A.R.S. 13-1802 defines theft in several ways. It includes, but is not limited to, the following:
- Controlling property of another without lawful authorization, intending to deprive the owner of that property; or
- Converting property or services of another where the property was entrusted to you for limited purposes; or
- Obtaining services or property through a material misrepresentation, intending to deprive the owner of the property or services; or
- Obtaining property of another having reason to know that the property was stolen.
In simple English, we’d describe these four examples as stealing, embezzlement, fraud, and possession of stolen property. But notice that neither these nor any of the other versions of theft in this statute talks about or refers to robbery.
Robbery is defined in A.R.S. 13-1902 as taking property from another, either from his person or in his immediate presence, and against his will, using force or threats of force.
Theft vs. Robbery – Classification and Penalty
Most thefts are classified according to the value of the property taken. Simple theft (including shoplifting) of property worth less than $1,000 is ordinarily a misdemeanor, which generally carries a potential penalty of no more than 6 months in jail, and in many cases results in probation.

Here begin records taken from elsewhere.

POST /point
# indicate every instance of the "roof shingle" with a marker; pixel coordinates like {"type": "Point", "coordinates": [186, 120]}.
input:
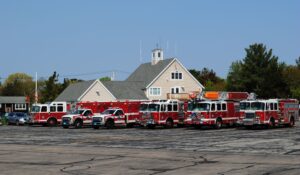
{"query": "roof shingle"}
{"type": "Point", "coordinates": [74, 91]}
{"type": "Point", "coordinates": [147, 72]}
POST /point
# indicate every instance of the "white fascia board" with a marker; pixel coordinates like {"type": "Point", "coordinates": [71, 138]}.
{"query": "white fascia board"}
{"type": "Point", "coordinates": [175, 59]}
{"type": "Point", "coordinates": [160, 73]}
{"type": "Point", "coordinates": [95, 82]}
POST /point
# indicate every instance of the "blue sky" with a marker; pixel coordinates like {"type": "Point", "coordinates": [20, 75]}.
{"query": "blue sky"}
{"type": "Point", "coordinates": [95, 37]}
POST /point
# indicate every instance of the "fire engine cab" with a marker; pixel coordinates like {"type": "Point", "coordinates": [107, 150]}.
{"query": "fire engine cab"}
{"type": "Point", "coordinates": [86, 111]}
{"type": "Point", "coordinates": [216, 109]}
{"type": "Point", "coordinates": [48, 114]}
{"type": "Point", "coordinates": [161, 113]}
{"type": "Point", "coordinates": [270, 113]}
{"type": "Point", "coordinates": [110, 118]}
{"type": "Point", "coordinates": [77, 118]}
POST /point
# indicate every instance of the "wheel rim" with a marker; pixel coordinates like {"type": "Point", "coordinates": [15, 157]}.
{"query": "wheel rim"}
{"type": "Point", "coordinates": [292, 122]}
{"type": "Point", "coordinates": [219, 124]}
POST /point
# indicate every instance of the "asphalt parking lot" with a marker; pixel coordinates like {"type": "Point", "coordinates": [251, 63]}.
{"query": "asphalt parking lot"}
{"type": "Point", "coordinates": [44, 150]}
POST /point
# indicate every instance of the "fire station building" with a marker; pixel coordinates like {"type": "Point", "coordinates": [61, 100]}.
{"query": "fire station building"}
{"type": "Point", "coordinates": [159, 79]}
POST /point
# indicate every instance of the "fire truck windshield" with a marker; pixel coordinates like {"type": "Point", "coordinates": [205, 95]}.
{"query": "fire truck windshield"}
{"type": "Point", "coordinates": [78, 111]}
{"type": "Point", "coordinates": [35, 109]}
{"type": "Point", "coordinates": [258, 106]}
{"type": "Point", "coordinates": [199, 107]}
{"type": "Point", "coordinates": [144, 107]}
{"type": "Point", "coordinates": [108, 111]}
{"type": "Point", "coordinates": [153, 107]}
{"type": "Point", "coordinates": [245, 106]}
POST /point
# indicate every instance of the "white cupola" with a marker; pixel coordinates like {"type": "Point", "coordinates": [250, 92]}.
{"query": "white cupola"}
{"type": "Point", "coordinates": [157, 55]}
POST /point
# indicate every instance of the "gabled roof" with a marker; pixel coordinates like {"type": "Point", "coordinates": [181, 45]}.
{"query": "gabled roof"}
{"type": "Point", "coordinates": [126, 90]}
{"type": "Point", "coordinates": [12, 99]}
{"type": "Point", "coordinates": [74, 91]}
{"type": "Point", "coordinates": [147, 72]}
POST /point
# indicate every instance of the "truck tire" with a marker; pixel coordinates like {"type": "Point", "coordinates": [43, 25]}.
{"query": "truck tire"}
{"type": "Point", "coordinates": [150, 126]}
{"type": "Point", "coordinates": [169, 123]}
{"type": "Point", "coordinates": [218, 124]}
{"type": "Point", "coordinates": [130, 125]}
{"type": "Point", "coordinates": [272, 123]}
{"type": "Point", "coordinates": [292, 122]}
{"type": "Point", "coordinates": [96, 127]}
{"type": "Point", "coordinates": [51, 122]}
{"type": "Point", "coordinates": [78, 124]}
{"type": "Point", "coordinates": [110, 124]}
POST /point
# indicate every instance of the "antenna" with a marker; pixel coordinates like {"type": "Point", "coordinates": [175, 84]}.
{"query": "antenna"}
{"type": "Point", "coordinates": [167, 48]}
{"type": "Point", "coordinates": [36, 93]}
{"type": "Point", "coordinates": [175, 49]}
{"type": "Point", "coordinates": [141, 59]}
{"type": "Point", "coordinates": [113, 76]}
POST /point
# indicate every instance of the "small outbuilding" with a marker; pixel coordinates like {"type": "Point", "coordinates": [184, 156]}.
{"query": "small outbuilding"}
{"type": "Point", "coordinates": [13, 104]}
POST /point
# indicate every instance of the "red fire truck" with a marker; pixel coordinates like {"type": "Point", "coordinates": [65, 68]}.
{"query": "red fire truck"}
{"type": "Point", "coordinates": [270, 113]}
{"type": "Point", "coordinates": [162, 113]}
{"type": "Point", "coordinates": [119, 114]}
{"type": "Point", "coordinates": [216, 109]}
{"type": "Point", "coordinates": [48, 114]}
{"type": "Point", "coordinates": [83, 113]}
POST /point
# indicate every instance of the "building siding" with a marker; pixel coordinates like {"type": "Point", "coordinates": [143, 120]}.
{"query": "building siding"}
{"type": "Point", "coordinates": [97, 93]}
{"type": "Point", "coordinates": [165, 82]}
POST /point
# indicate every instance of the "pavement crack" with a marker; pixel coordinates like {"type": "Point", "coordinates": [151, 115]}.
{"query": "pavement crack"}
{"type": "Point", "coordinates": [236, 169]}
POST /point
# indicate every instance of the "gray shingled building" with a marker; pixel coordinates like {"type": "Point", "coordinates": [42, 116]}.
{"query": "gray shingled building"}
{"type": "Point", "coordinates": [13, 104]}
{"type": "Point", "coordinates": [158, 79]}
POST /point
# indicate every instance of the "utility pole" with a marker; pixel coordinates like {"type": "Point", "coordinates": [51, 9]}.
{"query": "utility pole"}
{"type": "Point", "coordinates": [36, 93]}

Robbery, on the other hand, is always a felony. The lowest robbery classification is a class 4 felony. Aggravated robbery (robbery with an accomplice) is a class 3 felony. And armed robbery is a class 2 felony.
The huge difference in the treatment of theft and robbery is the result of the fact that unlike theft, which is considered a property crime, robbery is a violent crime. It is accompanied by force (or the threat of force). Those charged with robbery can therefore expect much harsher treatment than those accused of theft.